Además, la condición de minoría no solo expresa un estado social cuantitativo, sino también, y especialmente, cualitativo. ¿Alguien puede negar que los trabajadores son una minoría cualitativa en nuestros sistema políticos?

Los condicionantes de raza-etnia-género no pueden ser el centro del relato, ni tan siquiera en su yuxtaposición. Estas cuestiones críticas son una pieza de gran atractivo para universitarios pequeñoburgueses, pero como demandas, tienden a diluirse o a fallar por completo a la hora de apelar a la gente trabajadora de nuestro país. Y, de momento, la coyuntura no pide precisamente que abandonemos la vocación de llevar la fuerza de nuestros movimientos a los comités de empresa, a los centros de trabajo o a las asambleas vecinales para recluirnos en cafés literarios, herbolarios, tiendas veganas, asambleas de Facultad o batallas campales de Twitter. Tal vez lo más preocupante de esta hiperfragmentación del discurso crítico es la novedosa voluntad de renunciar a la construcción de mayorías y llegar al gobierno por la suma inconexa de minorías cuantitativas. Reemplazar la idea de “acumulación de fuerzas” movimentista, que nunca llegó a funcionar, o la idea frentepopulista de la suma de siglas, que nunca nos sirvió, por esa creencia en las virtudes de la suma de demandas parciales que tampoco pareció servirle a sus mayores defensores, a la izquierda clintoniana.

Hay alternativa. No es difícil encontrar referentes interesantes de una izquierda con vocación hegemónica e integradora, dispuesta a trabajar por articular las demandas del campo popular en un caudal común, dispuesta a convertir las fuerzas dispersas de los diferentes grupos y sectores de nuestra sociedad en un torrente poderosamente unido. A hablar para la mayoría. Sin duda, uno es la Argentina del Kirchnerismo; ahí esta Cristina, advirtiendo a sus seguidores más izquierdistas del foro de CLACSO de este año que no dará un paso atrás a la hora de intentar llegar al conjunto de su pueblo, y no a su lado izquierdo.

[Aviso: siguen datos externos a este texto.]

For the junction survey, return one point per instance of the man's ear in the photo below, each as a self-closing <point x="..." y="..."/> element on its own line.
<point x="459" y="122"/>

Hablando de “acuñar una nueva categoría de frente social, cívico, patriótico, en el cual se agrupen todos los sectores que son agredidos por las políticas del neoliberalismo”. Tampoco hace falta irse tan lejos para poder apreciar ejemplos concretos de esta izquierda de los comunes.  Hay otro tan o más operativo al otro lado del canal de la Mancha: el laborismo de Corbyn.

Quien después de tantas décadas siendo la voz discordante o el enfant terrible del Grupo Parlamentario laborista, renuncia a presentar su victoria como una revancha, como una victoria frente al pasado. Quien define su proyecto como un horizonte de futuro alternativo al neoliberalismo dispuesto a integrar a todo el mundo que ha sufrido el retroceso democrático y el estancamiento social que ha marcado estas últimas décadas. Corbyn nos propone “reconstruir Gran Bretaña” y lo hace sobre la firme voluntad de superar las limitaciones del progresismo. Es  posible aspirar a tener un mensaje de grandes mayorías populares en un país plenamente neoliberalizado, occidentalizado, socialmente fragmentado y aún más roto por la desigualdad que el nuestro. Es hora de sacar fuerzas de flaqueza y demostrar nuestra valentía: tenemos que estar a la altura.